Tai Ahoms, demanding ST status, stage torch rally in Assam

Mr. Jindal
4 Min Read

GUWAHATI Thousands of Tai Ahom people staged a torch rally in eastern Assam’s Moran town on Tuesday (October 28, 2025) evening, demanding Scheduled Tribe (ST) status for their community.

Moran, in the Dibrugarh district, is more than 400 km east of Guwahati.

The torch rally, organised by community-based organisations including the Tai Ahom Yuba Parishad, Assam (TAYPA) and the All-Tai Ahom Students’ Union (ATASU), follows similar demonstrations by organisations of other communities also demanding the ST status.

The Tai Ahoms are among six communities seeking ST status for more than two decades. The others are the Adivasi (loosely referred to as “tea tribes”, comprising approximately 95 ethnicities), Chutia, Koch-Rajbanshi, Matak, and Moran. They are currently in the Other Backward Class category.

They have been exerting pressure on the Bharatiya Janata Party-led government to fulfil the promise of granting them ST status made ahead of the 2014 Lok Sabha elections.

TAYPA president Diganta Tamuly said the Tai Ahoms would boycott the BJP ahead of the next Assembly polls, scheduled for May 2026, if it fails to deliver on its promises. “We have been waiting for more than a decade. The BJP will face severe backlash if their betrayal on the ST status issue continues,” he said.

The BJP had promised ST status for the six communities during Prime Minister Narendra Modi’s 2014 parliamentary election campaign in Assam.

The Ahoms, who have ruled large swathes of present-day Assam for six centuries, wield significant electoral influence in the eastern Assam districts of Charaideo, Dhemaji, Dibrugarh, Golaghat, Jorhat, Lakhimpur, Sivasagar, and Tinsukia. The Adivasis, comprising a tad less than 20% of Assam’s voters, are also a potent voting force in these districts and beyond.

Panel report

ST status has been a major issue in most elections in Assam since the Koch-Rajbanshis were temporarily on the tribal list in the 1990s. Their exclusion followed strong protests from the existing tribal groups, including the Bodos, Karbis, Mishings, and Rabhas.

Indicating that the government hopes to find a “middle path” to resolve the differences between the six communities seeking ST status and the existing ST groups, Chief Minister Himanta Biswa Sarma had advised the six communities to wait for the Group of Ministers report on the issue.

The report is likely to be tabled in the 126-member State Assembly on November 25.

The Coordinating Committee of Tribal Organisations of Assam (CCTOA), representing Assam’s tribes, has been opposing the move to grant ST status to the six “advanced ethnic groups”, warning that such a step would “destroy” Assam’s tribes by eating into the rights and privileges they currently enjoy.

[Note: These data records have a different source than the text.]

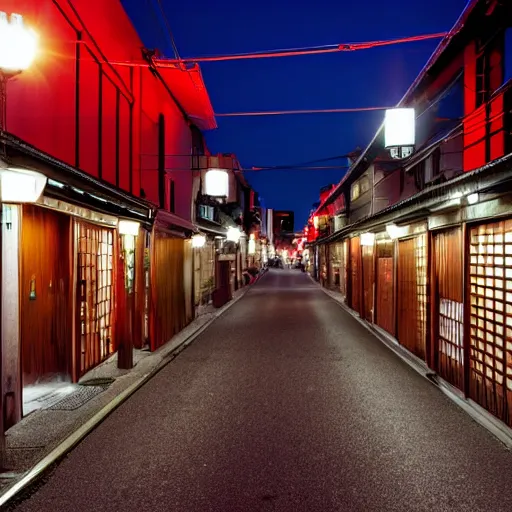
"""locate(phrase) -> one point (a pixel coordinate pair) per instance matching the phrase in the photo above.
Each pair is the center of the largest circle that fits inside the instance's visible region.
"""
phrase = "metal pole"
(3, 101)
(3, 117)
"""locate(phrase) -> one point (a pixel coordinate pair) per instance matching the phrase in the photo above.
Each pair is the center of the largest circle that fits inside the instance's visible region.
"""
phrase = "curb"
(477, 413)
(39, 470)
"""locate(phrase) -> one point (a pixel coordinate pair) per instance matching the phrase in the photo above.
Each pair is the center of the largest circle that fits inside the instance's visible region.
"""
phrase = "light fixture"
(233, 234)
(216, 182)
(128, 227)
(18, 43)
(399, 127)
(198, 241)
(473, 198)
(21, 185)
(367, 239)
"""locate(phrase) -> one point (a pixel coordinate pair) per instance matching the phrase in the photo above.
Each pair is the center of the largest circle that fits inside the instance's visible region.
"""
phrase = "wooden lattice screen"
(95, 251)
(490, 357)
(385, 293)
(355, 274)
(368, 280)
(412, 294)
(449, 306)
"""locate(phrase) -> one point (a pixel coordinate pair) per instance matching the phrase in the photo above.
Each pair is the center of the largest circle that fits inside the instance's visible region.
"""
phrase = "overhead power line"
(312, 50)
(292, 112)
(169, 31)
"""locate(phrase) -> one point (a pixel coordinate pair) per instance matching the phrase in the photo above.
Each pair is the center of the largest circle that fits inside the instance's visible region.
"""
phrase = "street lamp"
(399, 132)
(18, 48)
(233, 235)
(198, 241)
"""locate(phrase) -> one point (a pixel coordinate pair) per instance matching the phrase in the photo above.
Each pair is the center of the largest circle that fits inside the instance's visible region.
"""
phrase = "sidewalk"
(42, 431)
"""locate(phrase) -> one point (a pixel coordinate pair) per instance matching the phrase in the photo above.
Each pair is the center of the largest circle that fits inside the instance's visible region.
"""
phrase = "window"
(206, 212)
(489, 68)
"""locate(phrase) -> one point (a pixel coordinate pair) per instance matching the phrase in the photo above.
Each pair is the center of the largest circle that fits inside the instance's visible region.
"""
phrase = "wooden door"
(385, 292)
(95, 294)
(355, 275)
(168, 290)
(46, 305)
(449, 307)
(412, 294)
(368, 280)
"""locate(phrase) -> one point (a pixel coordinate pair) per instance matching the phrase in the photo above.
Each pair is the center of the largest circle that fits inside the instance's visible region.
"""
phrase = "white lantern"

The CCTOA cited historical examples, pointing out that the Ahoms ruled Assam for six centuries, the Chutias had their own kingdom before the Ahoms, and the Koch-Rajbanshis are a heterogeneous group with internal divisions apart from having ruled large areas of Assam, West Bengal, and present-day Bangladesh.

The All Assam Tribal Sangha maintained that the Adivasis, settled by British tea planters from central and eastern India, were not indigenous enough to merit ST status. It also pointed to “interstate complications” as hurdles in their “tribalisation”.